When is AI useful in the real world?

TL;DR: AI is useful for a real-world task only if the cost for the AI to do the thing and for you to check its work is less than the existing solution.


AI is quickly getting better at many things. This excites many people, and justly so.

But an AI’s work doesn’t get shipped unless it’s checked, assuming you don’t want to go out of business.1 So it’s important to remember in this age of AI hype that:

The time it takes the AI to do the task and for you to check its work has to be less than the existing solution, otherwise the AI isn’t useful.

People seem inclined to forget this when prognosticating about AI. But you have to do the full cost accounting for how the AI will get used in order to assess the impact.

Of course if the task your AI is doing is something humans can’t do at all, then no matter how long the AI takes, it might be worth it. And if your AI is really good, then you may only have to check its work once, or occasionally. But both these situations are really quite rare in modern AI applications.2 Definitely more rare than much media lets on.

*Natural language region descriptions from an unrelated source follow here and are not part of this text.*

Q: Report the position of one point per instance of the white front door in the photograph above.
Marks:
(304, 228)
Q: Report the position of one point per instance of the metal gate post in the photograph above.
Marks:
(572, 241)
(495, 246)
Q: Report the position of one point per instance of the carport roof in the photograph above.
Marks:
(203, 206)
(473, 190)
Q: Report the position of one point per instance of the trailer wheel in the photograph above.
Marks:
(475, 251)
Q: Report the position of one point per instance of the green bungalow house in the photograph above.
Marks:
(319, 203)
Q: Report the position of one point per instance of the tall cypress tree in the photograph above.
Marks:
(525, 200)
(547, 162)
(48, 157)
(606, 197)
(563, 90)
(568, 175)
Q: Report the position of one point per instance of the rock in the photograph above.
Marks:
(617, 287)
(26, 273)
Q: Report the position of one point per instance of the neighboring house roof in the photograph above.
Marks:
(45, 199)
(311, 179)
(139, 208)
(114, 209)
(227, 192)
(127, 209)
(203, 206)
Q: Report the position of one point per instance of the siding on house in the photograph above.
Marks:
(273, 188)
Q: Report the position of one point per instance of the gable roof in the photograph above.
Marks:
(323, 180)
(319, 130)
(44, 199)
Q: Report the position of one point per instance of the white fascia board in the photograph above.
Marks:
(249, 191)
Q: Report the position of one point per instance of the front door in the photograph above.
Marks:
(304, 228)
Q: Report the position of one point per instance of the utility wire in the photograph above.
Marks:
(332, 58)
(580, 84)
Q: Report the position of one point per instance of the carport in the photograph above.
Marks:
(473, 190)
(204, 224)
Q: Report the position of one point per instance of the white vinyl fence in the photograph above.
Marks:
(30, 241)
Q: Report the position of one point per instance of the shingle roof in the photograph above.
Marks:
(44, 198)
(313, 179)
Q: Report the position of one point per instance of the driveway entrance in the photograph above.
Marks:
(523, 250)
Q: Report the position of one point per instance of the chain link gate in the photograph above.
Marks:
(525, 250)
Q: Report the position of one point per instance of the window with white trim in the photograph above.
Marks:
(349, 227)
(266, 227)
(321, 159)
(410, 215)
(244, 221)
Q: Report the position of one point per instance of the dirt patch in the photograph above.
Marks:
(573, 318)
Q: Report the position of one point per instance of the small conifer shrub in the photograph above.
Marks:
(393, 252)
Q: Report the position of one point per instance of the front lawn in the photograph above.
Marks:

This is why AI makes better minions than prophets, in general. A minion repeatedly performs a task very similar to the one it was validated on. A prophet tells you something you don’t know, can’t check, and maybe will never be able to check. It’s almost always easier to check the former’s work than the latter’s.

Also, it goes without saying, this is not the only requirement for AI to be useful in the real world. Just the one I see people miss most and that I’m ranting against here.

Case studies

Good example: code generation for front-end component (as of 2020)

Existing solution:

  1. Non-expert human writes code (potentially ages)
  2. Non-expert human checks that rendered component works (2 mins)

AI solution:

  1. AI generates code (instant)
  2. Non-expert human checks that rendered component works (2 mins)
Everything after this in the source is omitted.